Porque se da la circunstancia de que el señor ministro de Cultura, don José Guirao, ha declarado que se recurre al decreto ley para «evitar que las demandas judiciales paralicen tal medida». De mantenerse con este espíritu tal norma, el abogado del Estado que tenga que defenderlo ante el tribunal se verá en una penosa situación. Me siento solidario con él pues no olvido que tengo, entre mis mejores alumnos, a muchos funcionarios de este relevante cuerpo.

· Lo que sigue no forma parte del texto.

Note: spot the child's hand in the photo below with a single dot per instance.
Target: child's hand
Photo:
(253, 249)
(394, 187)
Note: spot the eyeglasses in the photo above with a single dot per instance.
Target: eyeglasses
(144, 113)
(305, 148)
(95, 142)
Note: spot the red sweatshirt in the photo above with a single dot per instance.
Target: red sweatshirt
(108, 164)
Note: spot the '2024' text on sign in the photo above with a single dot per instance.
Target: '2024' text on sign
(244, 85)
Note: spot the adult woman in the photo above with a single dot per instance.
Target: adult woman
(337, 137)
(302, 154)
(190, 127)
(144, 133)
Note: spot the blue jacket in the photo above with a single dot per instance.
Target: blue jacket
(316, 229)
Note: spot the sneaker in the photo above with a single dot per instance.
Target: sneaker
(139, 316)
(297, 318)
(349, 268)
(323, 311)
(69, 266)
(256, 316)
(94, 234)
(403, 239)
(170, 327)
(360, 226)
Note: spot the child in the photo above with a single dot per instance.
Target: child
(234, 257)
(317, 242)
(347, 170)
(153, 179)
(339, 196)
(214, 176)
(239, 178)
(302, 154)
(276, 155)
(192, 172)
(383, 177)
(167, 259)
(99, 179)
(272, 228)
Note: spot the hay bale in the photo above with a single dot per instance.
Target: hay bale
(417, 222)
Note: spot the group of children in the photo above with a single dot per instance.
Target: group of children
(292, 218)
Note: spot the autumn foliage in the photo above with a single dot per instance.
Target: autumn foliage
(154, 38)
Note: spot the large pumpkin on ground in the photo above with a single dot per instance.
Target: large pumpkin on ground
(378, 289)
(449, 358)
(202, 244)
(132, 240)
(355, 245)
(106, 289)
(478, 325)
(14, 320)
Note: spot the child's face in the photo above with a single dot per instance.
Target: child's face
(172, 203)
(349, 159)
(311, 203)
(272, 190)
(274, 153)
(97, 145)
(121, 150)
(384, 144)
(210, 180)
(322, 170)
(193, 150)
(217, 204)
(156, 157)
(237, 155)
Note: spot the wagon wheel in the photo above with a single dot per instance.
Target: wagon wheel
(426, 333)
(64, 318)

TERMINO CON UNA invocación histórica. La Constitución de Weimar, que rigió la vida de la República que lleva el mismo nombre de la deliciosa ciudad de la actual Turingia, no conocía los decretos leyes pero sí las «medidas excepcionales» del presidente de la República autorizadas por el famoso artículo 48. 2.

Pues bien, es sobre todo a partir del gabinete formado por el canciller Heinrich Brüning (1930), cuando se formaliza la fase abiertamente presidencialista y antiparlamentaria de Weimar, aquella que hizo exclamar al historiador Golo Mann «lóbrega es ciertamente la historia de la última coalición parlamentaria, era algo así como en una excursión, que ha sido emprendida con buen tiempo, de pronto el cielo se oscurece rápidamente …». Y es que el recurso excepcional trepó por muchas de las ramas del derecho alemán, que, trenzadas unas con otras –de orden económico, social y aun de orden público–, acabaron constituyendo un intrincado y barroco ordenamiento ya claramente desconectado de la inspiración parlamentaria propia de un régimen democrático. El experimento acabó como acabó.

En España estamos sin duda a tiempo de salvar los muebles. Para ello es necesario volver a la senda del bien convocando, sin más triquiñuelas, elecciones generales que, con una nueva ley electoral, sería miel sobre hojuelas.

A menos que encontremos un Carl Schmitt que legitime, con su pluma y sus escritos, los desafueros antiparlamentarios.

Francisco Sosa Wagner es catedrático universitario y escritor.